What are the consequences of so many and such large fires?
“First, the fact that fires are spreading to urban areas (Los Angeles, January 2025; Tres Cantos, August 2025), agricultural lands (Ukraine and Russia, July 2010), scrubland, and grasslands—and must therefore be addressed as wildland fires and not just forest fires. Climate change is undoubtedly a cause, but not the only one, and it is highly likely that rural abandonment and depopulation are even greater factors (at least in the Mediterranean), along with structural issues such as the small-scale farming that prevails throughout southwestern Europe.”
What strategies can be adopted to prevent this from happening?
“There is broad consensus among specialists that the repressive approach has run its course, just as in health policy the emphasis on providing health services is ineffective if the population does not adjust its lifestyle, or a purely policing approach to situations of social exclusion.
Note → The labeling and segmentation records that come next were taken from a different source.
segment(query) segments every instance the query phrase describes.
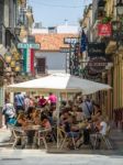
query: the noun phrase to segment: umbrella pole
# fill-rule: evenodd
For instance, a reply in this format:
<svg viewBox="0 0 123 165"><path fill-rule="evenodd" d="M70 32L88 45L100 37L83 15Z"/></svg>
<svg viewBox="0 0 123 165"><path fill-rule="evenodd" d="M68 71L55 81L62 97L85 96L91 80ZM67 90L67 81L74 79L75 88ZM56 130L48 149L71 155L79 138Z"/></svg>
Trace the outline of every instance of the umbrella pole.
<svg viewBox="0 0 123 165"><path fill-rule="evenodd" d="M59 148L58 127L59 127L59 92L57 94L57 148Z"/></svg>

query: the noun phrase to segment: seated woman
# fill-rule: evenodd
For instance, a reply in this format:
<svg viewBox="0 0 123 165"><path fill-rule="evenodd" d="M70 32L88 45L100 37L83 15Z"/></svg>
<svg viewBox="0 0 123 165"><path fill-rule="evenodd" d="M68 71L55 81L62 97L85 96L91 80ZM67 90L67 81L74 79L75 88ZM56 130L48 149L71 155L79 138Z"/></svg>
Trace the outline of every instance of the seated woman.
<svg viewBox="0 0 123 165"><path fill-rule="evenodd" d="M44 129L52 129L51 122L49 122L48 118L45 114L43 114L41 117L41 121L42 121L42 127Z"/></svg>
<svg viewBox="0 0 123 165"><path fill-rule="evenodd" d="M34 122L35 125L41 125L42 121L41 121L41 111L36 110L33 116L32 116L32 120Z"/></svg>
<svg viewBox="0 0 123 165"><path fill-rule="evenodd" d="M20 127L29 125L27 119L23 112L18 116L16 122Z"/></svg>

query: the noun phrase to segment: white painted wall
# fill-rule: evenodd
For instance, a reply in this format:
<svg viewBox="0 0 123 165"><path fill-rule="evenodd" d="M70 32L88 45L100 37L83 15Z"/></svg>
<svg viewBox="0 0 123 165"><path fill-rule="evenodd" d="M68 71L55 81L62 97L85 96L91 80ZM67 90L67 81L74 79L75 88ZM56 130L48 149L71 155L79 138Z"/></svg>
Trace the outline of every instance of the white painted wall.
<svg viewBox="0 0 123 165"><path fill-rule="evenodd" d="M66 73L66 53L36 52L35 57L45 57L48 73Z"/></svg>

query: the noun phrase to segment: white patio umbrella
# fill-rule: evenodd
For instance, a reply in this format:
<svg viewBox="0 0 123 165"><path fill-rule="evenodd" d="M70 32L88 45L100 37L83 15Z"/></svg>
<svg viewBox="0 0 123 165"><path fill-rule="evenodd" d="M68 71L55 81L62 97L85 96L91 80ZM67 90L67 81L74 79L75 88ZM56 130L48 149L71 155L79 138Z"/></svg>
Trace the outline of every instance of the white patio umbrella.
<svg viewBox="0 0 123 165"><path fill-rule="evenodd" d="M7 87L10 91L55 91L55 92L78 92L83 95L97 92L99 90L111 89L109 85L82 79L69 74L53 74L46 77L13 84Z"/></svg>
<svg viewBox="0 0 123 165"><path fill-rule="evenodd" d="M59 97L60 92L82 92L89 95L99 90L111 89L109 85L94 82L91 80L82 79L69 74L53 74L46 77L29 80L25 82L14 84L7 87L9 91L53 91ZM59 105L57 105L59 108ZM57 127L59 124L59 110L57 111ZM57 129L58 130L58 129ZM59 146L57 136L57 147Z"/></svg>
Investing more resources in firefighting is a headlong rush that leads nowhere and, according to the firefighting paradox, the gains made through increased resources will be more than offset by the collapse of those resources in a mega-fire. More proactive approaches and policies are needed in both the areas of forest fires and biodiversity.
The solution lies in reclaiming the management of rural and peri-urban areas, including the landscape, and integrating fire risk into all land-related activities by addressing structural problems such as smallholdings, the separation of land management and ownership, modernizing public forest management, boosting demand for wool, biomass, and the natural and sustainable products the land offers, and overcoming the systemic “free-riding” on forests and rural areas imposed by urban society—a phenomenon highlighted by the demographic collapse of inland regions and wildfires. Consider just two examples:
- Forests are extending the useful life of reservoirs, but hydroelectric fees go toward investments in irrigation rather than to the mountains; and when hydroelectric plants are decommissioned, the land is not returned to the landowners—mountain municipalities—nor do water bills return anything to the forests, but rather to wastewater treatment plants, water treatment plants, canals, etc. in accordance with the principle of full cost recovery set forth in the Water Directive, which currently lacks the necessary services.
- Forests offset 20% of Spain’s CO2 emissions, but they can only enter voluntary carbon markets if new forests are planted, meaning that areas of our country that were never deforested now face a new burden (maintaining carbon stocks) without receiving the slightest recognition under the ethically highly questionable principle of additionality.”